How to detect oral activity

Hi all, this is Chris Sun from team VR Rehearsal. Oral activity is an important factor which VR Rehearsal looks into to assess user’s fluency of speech, and based on it, defines the behavior of virtual audiences.

To detect oral activity, i.e. whether the user is speaking or not, we look into the audio data the application recorded every frame. We rely on a volume threshold to determine if some voice activity takes place in this frame.

Based on this, how could we further determine if the user is speaking or not? A frame of decent high volume could be an irrelevant noise during a silent interval, while a frame of decent low volume could be regular blanks between words.

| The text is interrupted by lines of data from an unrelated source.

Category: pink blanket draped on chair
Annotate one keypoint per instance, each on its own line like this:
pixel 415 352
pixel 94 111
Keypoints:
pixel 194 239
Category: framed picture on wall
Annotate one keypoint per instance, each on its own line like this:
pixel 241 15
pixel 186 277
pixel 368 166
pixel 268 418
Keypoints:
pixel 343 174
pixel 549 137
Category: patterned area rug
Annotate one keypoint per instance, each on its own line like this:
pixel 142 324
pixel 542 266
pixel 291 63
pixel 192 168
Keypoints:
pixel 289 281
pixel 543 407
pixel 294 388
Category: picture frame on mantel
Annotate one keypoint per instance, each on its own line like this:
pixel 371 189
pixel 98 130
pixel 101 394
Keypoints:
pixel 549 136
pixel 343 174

The trick to deal with this is taking one step away from “one frame” but looking at the whole thing in a series of frame and concentrate on “state change” rather than the state of a single frame. We first define a “current state” of the user: the user could be either speaking or not, never both.

Then, when a frame of the opposite activity appears, we add the time of this frame to a timer; the timer shows how long the user has “suspiciously” been on the other state, and, if that’s enough long, we determine that the state of the user has changed.

If, when a frame of the current state appears, the “opposite state” has not stay for enough long, then we assume the suspicious “opposite state” is a noise and discard it.

The final trick will be widely performing tests and finding the best volume threshold and state transition threshold for the algorithm.